第12条 市長は、この条例の施行に関し必要があると認めたときは、指定事業者に対して報告を求め、又は実地に調査することができる。

(委任)

第13条 この条例の施行に関し必要な事項は、市長が別に定める。

(施行期日)

1 この条例は、平成16年12月6日から施行する。

(経過措置)

2 この条例の施行の日の前日までに、合併前の桑名市企業等誘致促進条例(平成10年桑名市条例第31号)の規定によりなされた処分、手続その他の行為は、この条例の相当規定によりなされたものとみなす。
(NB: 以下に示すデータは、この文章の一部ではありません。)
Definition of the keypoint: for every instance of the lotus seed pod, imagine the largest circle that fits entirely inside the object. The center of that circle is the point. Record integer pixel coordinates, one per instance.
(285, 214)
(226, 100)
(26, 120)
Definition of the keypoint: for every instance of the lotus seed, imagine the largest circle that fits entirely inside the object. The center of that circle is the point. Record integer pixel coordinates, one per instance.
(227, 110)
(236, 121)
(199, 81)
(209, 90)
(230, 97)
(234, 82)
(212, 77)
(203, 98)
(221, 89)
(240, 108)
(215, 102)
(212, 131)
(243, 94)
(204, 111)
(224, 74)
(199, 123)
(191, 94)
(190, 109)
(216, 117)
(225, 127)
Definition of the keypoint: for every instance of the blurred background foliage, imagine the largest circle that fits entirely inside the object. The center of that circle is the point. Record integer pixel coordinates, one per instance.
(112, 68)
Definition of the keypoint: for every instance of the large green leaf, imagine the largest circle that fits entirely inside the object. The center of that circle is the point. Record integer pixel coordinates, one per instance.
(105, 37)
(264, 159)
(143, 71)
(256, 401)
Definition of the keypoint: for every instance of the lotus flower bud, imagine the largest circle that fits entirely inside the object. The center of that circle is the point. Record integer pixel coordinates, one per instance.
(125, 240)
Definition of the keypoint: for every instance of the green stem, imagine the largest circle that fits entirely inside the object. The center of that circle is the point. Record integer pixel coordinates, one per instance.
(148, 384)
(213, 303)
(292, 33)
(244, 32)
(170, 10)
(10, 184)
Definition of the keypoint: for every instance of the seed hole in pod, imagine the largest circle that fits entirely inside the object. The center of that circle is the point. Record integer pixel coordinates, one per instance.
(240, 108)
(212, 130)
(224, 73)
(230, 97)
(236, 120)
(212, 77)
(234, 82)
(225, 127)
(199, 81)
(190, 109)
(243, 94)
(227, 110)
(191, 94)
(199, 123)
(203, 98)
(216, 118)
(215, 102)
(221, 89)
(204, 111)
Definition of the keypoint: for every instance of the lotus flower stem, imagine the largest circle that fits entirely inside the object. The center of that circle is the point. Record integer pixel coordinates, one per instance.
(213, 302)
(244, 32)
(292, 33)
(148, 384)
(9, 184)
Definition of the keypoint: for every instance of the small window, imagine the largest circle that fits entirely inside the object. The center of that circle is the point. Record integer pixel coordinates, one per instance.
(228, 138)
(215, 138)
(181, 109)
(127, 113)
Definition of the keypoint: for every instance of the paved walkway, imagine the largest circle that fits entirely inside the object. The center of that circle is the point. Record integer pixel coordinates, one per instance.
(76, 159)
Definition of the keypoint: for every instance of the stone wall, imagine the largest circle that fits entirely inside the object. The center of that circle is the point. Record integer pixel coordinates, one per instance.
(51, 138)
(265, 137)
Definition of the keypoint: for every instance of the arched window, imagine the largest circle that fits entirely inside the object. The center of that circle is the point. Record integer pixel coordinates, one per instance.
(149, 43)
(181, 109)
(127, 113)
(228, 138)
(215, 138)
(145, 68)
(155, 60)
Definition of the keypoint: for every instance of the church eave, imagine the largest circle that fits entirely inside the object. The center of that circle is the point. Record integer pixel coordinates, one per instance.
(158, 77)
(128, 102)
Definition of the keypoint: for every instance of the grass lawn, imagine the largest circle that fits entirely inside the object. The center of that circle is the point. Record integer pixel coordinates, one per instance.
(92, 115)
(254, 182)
3 この条例の施行の日の前日までに、合併前の多度町企業立地促進条例(平成15年多度町条例第2号)の規定により申請された奨励金の交付等については、この条例の規定にかかわらず、なお従前の例による。

(平成18年3月23日条例第14号)

この条例は、公布の日から施行する。

(平成19年12月25日条例第35号)

(施行期日)

1 この条例は、公布の日から施行し、同日以後に指定の申請を行った事業者から適用する。

(経過措置)

2 この条例の施行の際現に改正前の桑名市企業等誘致促進条例(以下「旧条例」という。)の規定により奨励措置を受けている事業者及びこの条例の施行の日前までに旧条例の規定に基づき手続を行った事業者に係る奨励措置については、なお従前の例による。

(平成30年3月28日条例第23号)

この条例は、公布の日から施行する。

(平成31年3月25日条例第14号)

この条例は、公布の日から施行する。

(令和元年10月2日条例第42号)

この条例は、公布の日から施行する。

(令和2年3月23日条例第10号)

この条例は、公布の日から施行する。

(令和2年9月30日条例第43号)

この条例は、公布の日から施行する。